Chromatin-protein interactions are fundamental for regulation of gene transcription. While chromatin immunoprecipitation followed by deep sequencing (ChIP-seq) has long been the gold standard for mapping these interactions, emerging techniques such as CUT&RUN and CUT&Tag, which offer advantages such as low-input requirements and high signal-to-noise ratios, have aroused great attention. However, research addressing the potential biases introduced by enzyme-based tagmentation approaches and comparative assessment with ChIP-seq remain absent.

METHODS

This study aims to systematically evaluate and compare the performance of ChIP-seq, CUT&Tag, and CUT&RUN for profiling genome-wide transcription factors and histone modification binding.

RESULTS

Our analysis revealed that all three methods reliably detect histone modifications and transcription factor enrichment, with CUT&Tag standing out for its comparatively higher signal-to-noise ratio. Detailed peak comparison revealed unique and overlapping enrichment among the three techniques. Additionally, CUT&Tag can identify novel CTCF peaks compared with the other two methods.
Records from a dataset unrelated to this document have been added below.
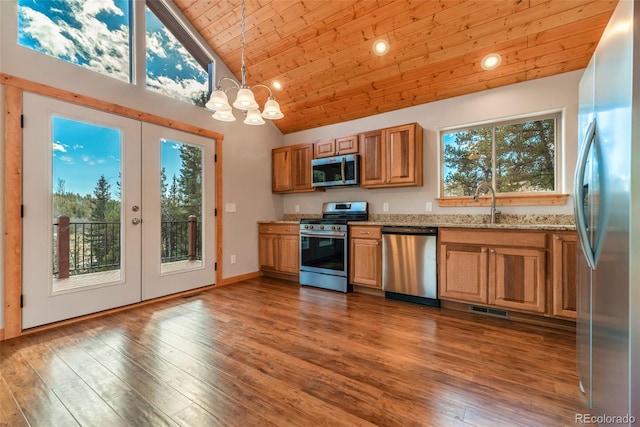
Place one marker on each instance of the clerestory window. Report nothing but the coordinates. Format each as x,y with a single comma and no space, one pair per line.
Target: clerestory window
90,34
98,35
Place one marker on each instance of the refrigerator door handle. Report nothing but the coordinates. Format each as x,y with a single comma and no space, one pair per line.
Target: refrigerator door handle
578,195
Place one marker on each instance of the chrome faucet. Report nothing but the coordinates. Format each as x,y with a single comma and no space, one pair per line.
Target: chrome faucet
494,212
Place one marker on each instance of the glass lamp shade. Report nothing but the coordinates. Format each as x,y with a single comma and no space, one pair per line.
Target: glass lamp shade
218,101
224,115
272,110
245,100
254,118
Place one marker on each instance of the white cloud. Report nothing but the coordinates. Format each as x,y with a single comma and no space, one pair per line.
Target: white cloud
182,89
66,159
89,42
48,34
154,45
59,147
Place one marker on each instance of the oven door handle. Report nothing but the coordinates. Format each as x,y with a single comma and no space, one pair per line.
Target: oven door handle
323,234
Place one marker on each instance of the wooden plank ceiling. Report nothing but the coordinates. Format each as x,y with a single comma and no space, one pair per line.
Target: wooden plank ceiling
321,50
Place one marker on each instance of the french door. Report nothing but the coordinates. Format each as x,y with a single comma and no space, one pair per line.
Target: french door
116,211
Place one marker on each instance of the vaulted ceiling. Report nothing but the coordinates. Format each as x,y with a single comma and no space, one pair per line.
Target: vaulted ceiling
321,50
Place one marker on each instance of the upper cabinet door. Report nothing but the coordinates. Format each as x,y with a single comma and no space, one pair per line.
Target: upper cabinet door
392,157
346,145
324,148
373,158
401,157
301,156
281,169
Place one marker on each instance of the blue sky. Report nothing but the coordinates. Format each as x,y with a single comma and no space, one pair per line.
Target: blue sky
95,34
83,151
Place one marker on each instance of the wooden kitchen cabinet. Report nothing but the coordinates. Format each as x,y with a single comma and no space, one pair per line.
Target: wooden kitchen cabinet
392,157
365,256
564,280
504,268
279,249
291,169
464,272
336,147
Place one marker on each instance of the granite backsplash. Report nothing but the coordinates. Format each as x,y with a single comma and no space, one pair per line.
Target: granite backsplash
453,219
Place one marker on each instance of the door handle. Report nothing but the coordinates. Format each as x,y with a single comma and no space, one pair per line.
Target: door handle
579,194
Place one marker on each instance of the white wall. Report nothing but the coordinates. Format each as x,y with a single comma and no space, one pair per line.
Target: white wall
557,93
246,150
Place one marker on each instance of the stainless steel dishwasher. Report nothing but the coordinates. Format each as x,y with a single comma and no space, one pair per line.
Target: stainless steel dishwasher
409,265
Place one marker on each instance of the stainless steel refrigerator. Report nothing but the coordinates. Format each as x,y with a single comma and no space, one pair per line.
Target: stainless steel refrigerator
607,209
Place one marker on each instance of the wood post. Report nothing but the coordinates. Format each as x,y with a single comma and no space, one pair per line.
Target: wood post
192,232
63,247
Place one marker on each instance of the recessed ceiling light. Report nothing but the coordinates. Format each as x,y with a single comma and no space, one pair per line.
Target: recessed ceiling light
380,47
491,61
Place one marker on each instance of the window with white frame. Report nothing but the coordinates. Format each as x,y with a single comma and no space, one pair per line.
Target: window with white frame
98,35
515,156
93,35
176,65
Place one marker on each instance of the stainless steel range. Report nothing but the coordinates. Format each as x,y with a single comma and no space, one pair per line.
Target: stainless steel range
324,245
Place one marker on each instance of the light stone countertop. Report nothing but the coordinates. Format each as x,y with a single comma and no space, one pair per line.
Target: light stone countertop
505,221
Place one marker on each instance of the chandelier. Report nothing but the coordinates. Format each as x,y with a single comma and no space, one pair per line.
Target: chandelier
245,100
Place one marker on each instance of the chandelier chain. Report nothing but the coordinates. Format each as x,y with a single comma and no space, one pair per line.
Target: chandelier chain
244,79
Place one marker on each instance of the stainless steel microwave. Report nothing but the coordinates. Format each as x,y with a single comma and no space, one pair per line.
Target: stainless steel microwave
336,171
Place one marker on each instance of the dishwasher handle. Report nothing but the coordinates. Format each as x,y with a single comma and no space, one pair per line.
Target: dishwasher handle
429,231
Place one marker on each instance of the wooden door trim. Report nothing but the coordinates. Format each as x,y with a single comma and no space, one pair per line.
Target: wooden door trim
13,89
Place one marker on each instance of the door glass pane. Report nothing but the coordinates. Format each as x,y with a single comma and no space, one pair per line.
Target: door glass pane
86,204
181,206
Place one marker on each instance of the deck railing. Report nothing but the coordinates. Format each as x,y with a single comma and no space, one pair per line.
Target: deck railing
89,247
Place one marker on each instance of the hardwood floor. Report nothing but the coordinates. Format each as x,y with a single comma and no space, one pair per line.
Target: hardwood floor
268,353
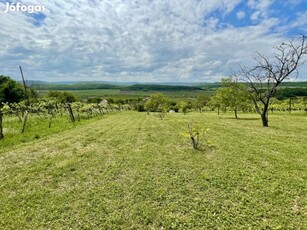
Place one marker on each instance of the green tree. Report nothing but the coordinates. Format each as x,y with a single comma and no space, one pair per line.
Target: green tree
201,102
157,103
231,95
62,97
10,92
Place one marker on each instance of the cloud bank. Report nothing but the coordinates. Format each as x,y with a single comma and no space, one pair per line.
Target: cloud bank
144,40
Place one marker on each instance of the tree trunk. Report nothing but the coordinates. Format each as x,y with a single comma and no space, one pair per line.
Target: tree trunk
1,127
264,117
24,122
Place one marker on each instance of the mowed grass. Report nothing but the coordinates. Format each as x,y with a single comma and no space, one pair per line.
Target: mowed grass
134,171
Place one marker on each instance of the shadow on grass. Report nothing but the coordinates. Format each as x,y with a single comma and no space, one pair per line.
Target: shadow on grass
243,119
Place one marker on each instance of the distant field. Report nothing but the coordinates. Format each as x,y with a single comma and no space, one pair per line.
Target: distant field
120,94
176,93
131,170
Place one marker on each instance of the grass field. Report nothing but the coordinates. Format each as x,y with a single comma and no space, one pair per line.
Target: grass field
133,171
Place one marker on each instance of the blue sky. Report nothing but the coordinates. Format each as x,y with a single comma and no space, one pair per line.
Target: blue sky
144,40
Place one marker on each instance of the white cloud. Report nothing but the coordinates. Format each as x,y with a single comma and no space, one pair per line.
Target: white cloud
132,40
240,15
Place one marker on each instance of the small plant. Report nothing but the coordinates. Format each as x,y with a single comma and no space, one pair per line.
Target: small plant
195,133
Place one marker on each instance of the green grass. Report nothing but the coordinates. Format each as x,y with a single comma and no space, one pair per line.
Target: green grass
134,171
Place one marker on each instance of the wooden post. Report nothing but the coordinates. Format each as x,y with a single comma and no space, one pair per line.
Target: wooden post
1,126
24,84
71,114
24,122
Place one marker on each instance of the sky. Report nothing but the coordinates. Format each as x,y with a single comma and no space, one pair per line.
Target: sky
143,40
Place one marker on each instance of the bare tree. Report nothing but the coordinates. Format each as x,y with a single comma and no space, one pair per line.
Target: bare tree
264,78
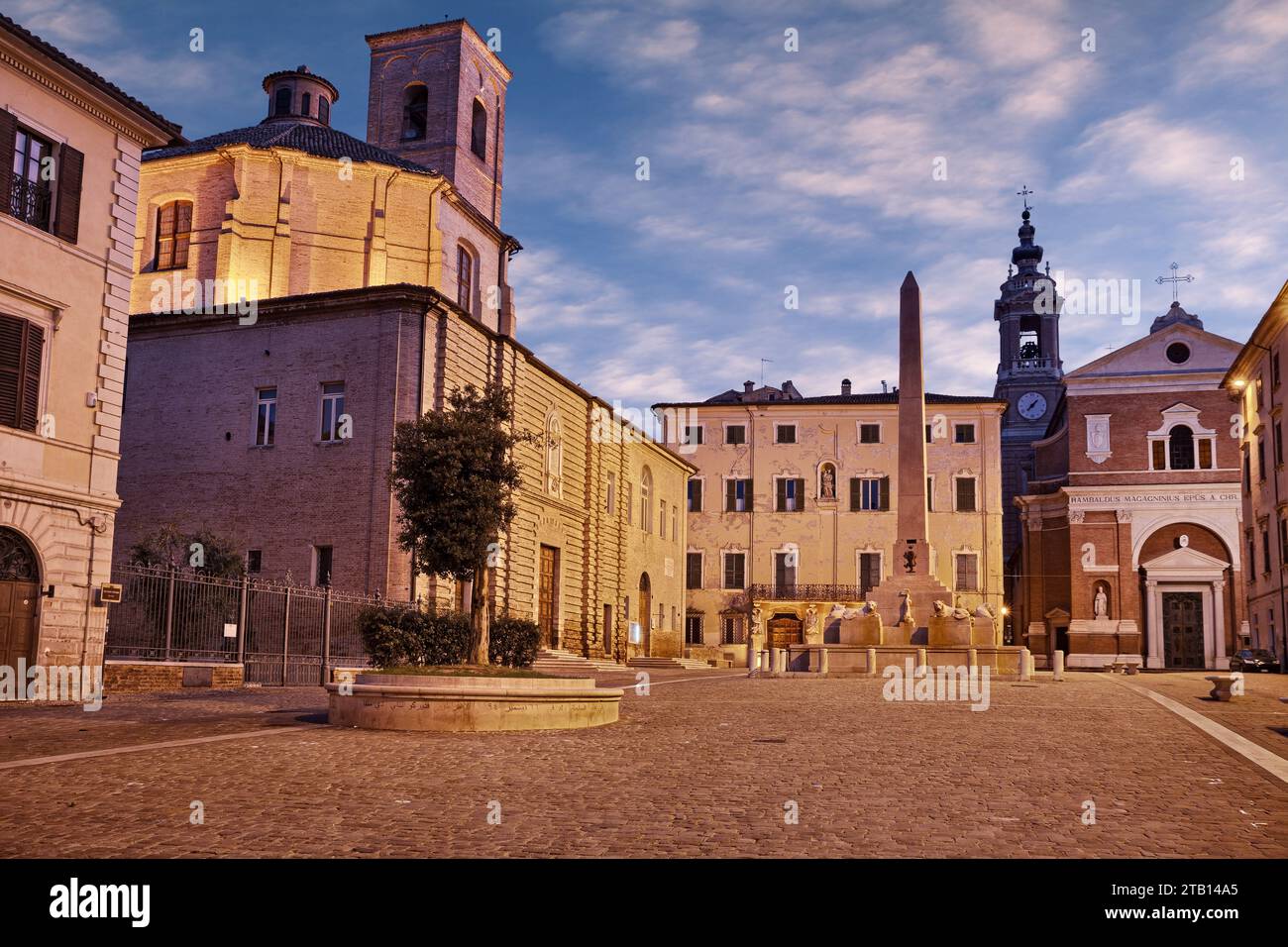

A strong correlation was observed between CUT&Tag signal intensity and chromatin accessibility, highlighting its ability to generate high-resolution signals in accessible regions.

DISCUSSION

The systematic comparison summarizes the differences between CUT&Tag and CUT&RUN in terms of the signal-to-noise ratio and bias toward accessible chromatin. Considering the experimental procedures, signal specificity, and inherent biases, we recommend tailoring the choice of method to the type of chromatin-protein interaction under study. CUT&Tag offers a promising alternative for applications requiring high sensitivity and reduced background noise.